Сербинов сказал через дверь, что вчера его мать закопали и он зашел за Софьей Александровной пойти вместе на кладбище, чтобы посмотреть, где его мать будет находиться до самого конца света. Тогда Софья Александровна, неодетая, открыла ему свою комнату и, не умываясь, пошла с Сербиновым на кладбище. Там уже начиналась осень, на могилы похороненных людей падали умершие листья. Среди высоких трав и древесных кущ стояли притаившиеся кресты вечной памяти, похожие на людей, тщетно раскинувших руки для объятий погибших. На ближнем к дорожке кресте была надпись чьей-то беззвучной жалобы:
Я живу и плачу,А она умерла и молчит.Могила матери Симона, занесенная свежим земным прахом, лежала в тесноте других могил и в уединении среди их ветхих бугров. Сербинов и Софья Александровна находились под старым деревом; его листья равномерно шумели в потоке постоянного высокого ветра, словно время стало слышным на своем ходу и уносилось над ними. Вдалеке изредка проходили люди, проведывая мертвых родственников, а вблизи никого не было. Рядом с Симоном ровно дышала Софья Александровна, она глядела на могилу и не понимала смерти, у нее не было кому умирать. Она хотела почувствовать горе и пожалеть Сербинова, но ей было только немного скучно от долгого шума влекущегося ветра и вида покинутых крестов. Сербинов стоял перед нею как беспомощный крест, и Софья Александровна не знала, чем ему помочь в его бессмысленной тоске, чтобы ему было лучше.
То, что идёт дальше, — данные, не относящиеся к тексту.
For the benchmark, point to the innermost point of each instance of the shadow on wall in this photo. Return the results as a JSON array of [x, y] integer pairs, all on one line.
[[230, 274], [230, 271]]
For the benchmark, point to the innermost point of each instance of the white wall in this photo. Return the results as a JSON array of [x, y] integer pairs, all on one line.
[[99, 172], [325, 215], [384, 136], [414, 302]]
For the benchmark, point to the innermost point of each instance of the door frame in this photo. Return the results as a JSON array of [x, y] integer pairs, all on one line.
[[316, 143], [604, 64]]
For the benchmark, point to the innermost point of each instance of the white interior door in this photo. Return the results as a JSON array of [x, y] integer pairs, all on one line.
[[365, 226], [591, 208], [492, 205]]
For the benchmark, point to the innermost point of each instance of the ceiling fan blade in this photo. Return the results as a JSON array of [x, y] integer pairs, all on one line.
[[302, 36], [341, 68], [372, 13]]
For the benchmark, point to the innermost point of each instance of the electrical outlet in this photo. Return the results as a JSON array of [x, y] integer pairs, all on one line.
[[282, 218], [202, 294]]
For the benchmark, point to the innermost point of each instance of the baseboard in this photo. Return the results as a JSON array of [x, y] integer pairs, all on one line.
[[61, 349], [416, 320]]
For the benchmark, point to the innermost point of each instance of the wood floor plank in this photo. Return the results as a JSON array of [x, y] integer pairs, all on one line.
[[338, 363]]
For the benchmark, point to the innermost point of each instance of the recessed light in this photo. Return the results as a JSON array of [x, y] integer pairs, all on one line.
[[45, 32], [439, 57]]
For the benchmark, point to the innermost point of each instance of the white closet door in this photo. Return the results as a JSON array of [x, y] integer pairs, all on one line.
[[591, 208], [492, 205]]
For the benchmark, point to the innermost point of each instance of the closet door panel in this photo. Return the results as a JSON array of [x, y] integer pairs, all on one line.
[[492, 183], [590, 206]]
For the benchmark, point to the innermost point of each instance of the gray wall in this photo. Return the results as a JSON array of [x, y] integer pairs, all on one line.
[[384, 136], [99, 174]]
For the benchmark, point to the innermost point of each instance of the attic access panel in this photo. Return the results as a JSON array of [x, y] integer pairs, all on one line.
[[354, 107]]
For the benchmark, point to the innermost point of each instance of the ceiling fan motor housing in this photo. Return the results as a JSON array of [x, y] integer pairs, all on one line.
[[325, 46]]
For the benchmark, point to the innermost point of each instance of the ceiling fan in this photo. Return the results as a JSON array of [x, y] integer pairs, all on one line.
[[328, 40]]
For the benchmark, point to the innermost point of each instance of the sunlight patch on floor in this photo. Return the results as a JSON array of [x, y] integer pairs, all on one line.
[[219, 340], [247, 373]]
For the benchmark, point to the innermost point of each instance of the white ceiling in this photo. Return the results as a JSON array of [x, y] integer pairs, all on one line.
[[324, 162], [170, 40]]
Сербинов же стоял в страхе перед тысячами могил. В них лежали покойные люди, которые жили потому, что верили в вечную память и сожаление о себе после смерти, но о них забыли – кладбище было безлюдно, кресты замещали тех живых, которые должны приходить сюда, помнить и жалеть. Так будет и с ним, Симоном: последняя, кто ходила бы к нему, мертвому, под крест – теперь сама лежит в гробу под его ногами.